The latest trend in AI tooling is systems that optimise themselves. AutoAgent promises to tune your prompts overnight while you sleep. Your agent wakes up smarter, faster, better. It sounds brilliant until you realise what’s actually happening: we’ve automated incompetence.
The feedback loop fallacy
These self-optimising systems work by running thousands of iterations against benchmarks, tweaking parameters, and measuring performance. It’s brute force disguised as intelligence. The real problem isn’t that prompt tuning is tedious. The problem is that most engineers never understood what their prompts were supposed to do in the first place.

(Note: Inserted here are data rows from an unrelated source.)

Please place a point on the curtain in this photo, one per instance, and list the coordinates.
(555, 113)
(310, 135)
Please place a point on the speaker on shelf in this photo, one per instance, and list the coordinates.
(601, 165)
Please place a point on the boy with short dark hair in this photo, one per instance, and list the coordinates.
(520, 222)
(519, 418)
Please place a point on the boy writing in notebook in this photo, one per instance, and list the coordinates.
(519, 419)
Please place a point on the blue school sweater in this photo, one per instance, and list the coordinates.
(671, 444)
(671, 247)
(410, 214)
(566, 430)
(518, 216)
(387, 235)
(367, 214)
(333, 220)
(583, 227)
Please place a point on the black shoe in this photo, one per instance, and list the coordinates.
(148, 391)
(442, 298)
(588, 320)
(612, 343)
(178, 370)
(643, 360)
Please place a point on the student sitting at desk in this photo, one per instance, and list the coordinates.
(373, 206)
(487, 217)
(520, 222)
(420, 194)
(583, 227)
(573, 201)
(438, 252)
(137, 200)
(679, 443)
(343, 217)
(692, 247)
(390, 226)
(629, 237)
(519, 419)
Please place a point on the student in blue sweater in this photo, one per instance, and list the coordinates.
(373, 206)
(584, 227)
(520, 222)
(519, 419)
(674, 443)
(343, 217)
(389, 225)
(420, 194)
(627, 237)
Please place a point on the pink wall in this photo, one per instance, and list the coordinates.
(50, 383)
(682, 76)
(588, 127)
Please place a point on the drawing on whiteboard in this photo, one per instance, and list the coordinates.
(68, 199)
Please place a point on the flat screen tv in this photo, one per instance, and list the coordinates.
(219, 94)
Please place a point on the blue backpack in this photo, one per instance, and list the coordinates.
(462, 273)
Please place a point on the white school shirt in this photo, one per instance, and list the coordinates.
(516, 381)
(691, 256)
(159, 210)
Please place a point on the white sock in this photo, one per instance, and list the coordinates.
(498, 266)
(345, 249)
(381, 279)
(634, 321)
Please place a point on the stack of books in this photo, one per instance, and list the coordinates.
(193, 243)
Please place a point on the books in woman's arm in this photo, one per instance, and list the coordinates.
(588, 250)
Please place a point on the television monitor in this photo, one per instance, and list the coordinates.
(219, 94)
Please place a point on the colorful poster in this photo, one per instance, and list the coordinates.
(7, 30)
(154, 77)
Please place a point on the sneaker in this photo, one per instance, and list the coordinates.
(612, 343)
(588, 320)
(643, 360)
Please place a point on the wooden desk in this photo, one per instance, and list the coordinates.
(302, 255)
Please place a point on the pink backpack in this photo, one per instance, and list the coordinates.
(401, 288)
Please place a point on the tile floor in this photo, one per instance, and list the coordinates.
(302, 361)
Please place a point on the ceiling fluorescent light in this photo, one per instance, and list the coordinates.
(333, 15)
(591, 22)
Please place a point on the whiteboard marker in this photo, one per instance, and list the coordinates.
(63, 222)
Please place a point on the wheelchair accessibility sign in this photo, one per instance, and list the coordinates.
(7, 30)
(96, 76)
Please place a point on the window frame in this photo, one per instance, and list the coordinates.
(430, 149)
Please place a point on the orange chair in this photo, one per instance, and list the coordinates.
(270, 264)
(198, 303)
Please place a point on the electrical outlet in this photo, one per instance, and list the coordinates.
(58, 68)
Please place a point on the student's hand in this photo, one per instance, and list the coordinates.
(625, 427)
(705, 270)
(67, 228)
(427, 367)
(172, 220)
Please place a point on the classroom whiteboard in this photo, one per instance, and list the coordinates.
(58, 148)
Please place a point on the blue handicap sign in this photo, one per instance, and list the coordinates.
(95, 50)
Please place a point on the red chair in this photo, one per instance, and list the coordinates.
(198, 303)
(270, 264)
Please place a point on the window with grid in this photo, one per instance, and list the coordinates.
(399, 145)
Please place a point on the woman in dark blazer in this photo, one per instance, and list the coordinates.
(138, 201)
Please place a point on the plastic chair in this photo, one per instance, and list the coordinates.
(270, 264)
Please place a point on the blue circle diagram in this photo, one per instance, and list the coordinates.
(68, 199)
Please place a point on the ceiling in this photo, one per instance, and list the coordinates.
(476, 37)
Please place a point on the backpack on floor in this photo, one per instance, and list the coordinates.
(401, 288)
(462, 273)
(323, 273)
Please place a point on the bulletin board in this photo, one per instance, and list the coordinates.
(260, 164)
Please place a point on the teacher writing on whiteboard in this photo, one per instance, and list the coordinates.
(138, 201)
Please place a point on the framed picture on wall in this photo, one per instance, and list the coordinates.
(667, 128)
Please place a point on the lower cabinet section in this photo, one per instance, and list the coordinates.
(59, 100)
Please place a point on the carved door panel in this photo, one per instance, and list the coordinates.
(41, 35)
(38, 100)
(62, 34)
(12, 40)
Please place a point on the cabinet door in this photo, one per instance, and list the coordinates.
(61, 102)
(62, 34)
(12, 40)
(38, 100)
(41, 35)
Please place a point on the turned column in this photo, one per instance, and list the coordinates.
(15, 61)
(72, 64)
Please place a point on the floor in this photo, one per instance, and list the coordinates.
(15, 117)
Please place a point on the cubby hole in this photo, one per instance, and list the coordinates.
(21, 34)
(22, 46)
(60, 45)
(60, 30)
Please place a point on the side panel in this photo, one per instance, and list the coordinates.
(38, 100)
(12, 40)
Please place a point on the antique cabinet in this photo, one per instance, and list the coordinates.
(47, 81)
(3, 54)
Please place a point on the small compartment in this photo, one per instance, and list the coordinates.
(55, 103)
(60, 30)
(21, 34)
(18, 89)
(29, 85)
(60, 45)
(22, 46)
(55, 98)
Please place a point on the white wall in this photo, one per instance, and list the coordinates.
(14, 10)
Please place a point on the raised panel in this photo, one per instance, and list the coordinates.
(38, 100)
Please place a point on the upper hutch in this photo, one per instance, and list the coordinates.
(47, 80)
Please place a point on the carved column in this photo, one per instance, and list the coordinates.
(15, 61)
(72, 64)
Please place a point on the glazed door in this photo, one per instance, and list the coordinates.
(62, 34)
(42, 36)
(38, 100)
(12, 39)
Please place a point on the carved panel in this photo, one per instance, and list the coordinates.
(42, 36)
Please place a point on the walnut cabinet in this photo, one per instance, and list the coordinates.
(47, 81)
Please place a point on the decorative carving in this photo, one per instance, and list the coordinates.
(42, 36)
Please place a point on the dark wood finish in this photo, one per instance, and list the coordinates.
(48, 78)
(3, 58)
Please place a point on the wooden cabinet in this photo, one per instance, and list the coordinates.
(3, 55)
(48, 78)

You wouldn’t let a system auto-optimise your database queries without understanding your schema. You wouldn’t auto-tune your API rate limits without knowing your traffic patterns. But somehow we think it’s fine to let an agent rewrite its own instructions because “the AI knows best.”

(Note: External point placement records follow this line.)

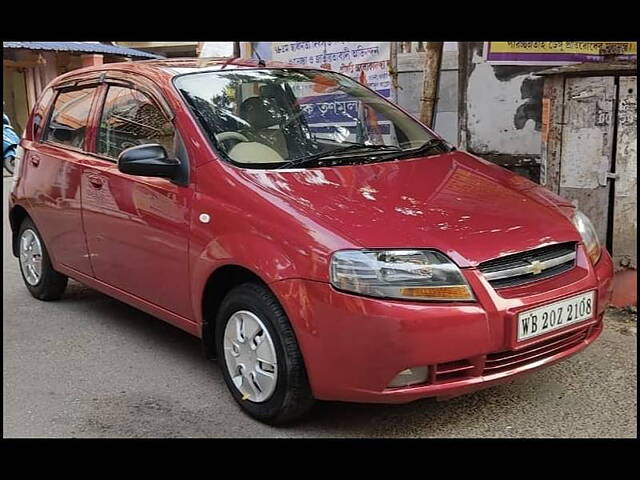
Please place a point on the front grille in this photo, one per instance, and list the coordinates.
(451, 371)
(502, 361)
(529, 266)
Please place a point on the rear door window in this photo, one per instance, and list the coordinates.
(130, 118)
(70, 118)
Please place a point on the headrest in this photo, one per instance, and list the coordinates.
(260, 112)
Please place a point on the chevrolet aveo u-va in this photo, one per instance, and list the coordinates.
(320, 241)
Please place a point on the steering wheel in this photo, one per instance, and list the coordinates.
(226, 136)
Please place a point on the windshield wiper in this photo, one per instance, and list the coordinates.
(338, 151)
(427, 146)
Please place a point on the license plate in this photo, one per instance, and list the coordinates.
(555, 315)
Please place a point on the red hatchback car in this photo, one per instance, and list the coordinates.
(320, 241)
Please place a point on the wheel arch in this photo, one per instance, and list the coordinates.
(16, 216)
(220, 282)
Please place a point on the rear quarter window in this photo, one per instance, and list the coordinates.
(70, 117)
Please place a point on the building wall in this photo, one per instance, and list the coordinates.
(500, 111)
(410, 82)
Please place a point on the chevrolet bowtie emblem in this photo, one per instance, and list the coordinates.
(536, 267)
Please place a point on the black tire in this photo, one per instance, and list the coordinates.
(51, 284)
(292, 397)
(10, 164)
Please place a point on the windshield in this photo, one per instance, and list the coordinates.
(275, 118)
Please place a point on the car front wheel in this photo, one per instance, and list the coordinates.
(259, 356)
(42, 281)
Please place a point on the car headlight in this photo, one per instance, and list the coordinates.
(589, 235)
(407, 274)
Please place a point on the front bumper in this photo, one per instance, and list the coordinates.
(354, 346)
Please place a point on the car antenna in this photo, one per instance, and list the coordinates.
(261, 62)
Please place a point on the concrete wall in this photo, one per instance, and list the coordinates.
(410, 81)
(500, 111)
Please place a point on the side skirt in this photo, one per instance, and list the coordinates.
(176, 320)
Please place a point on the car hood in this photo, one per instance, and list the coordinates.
(464, 206)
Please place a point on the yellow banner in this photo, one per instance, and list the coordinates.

Benchmarks aren’t production
The bigger issue is that these systems optimise for synthetic metrics that rarely match real-world performance. Your agent might get better at answering benchmark questions whilst becoming completely useless at the actual task you built it for. We’re teaching machines to game tests instead of solving problems.
Good prompt engineering isn’t about finding the magic incantation that boosts your score. It’s about understanding the problem space, knowing your failure modes, and writing instructions that guide the model towards useful behaviour. You can’t automate that understanding away.
Self-optimising agents are a productivity trap. They make bad engineers feel productive whilst making good engineers lazy.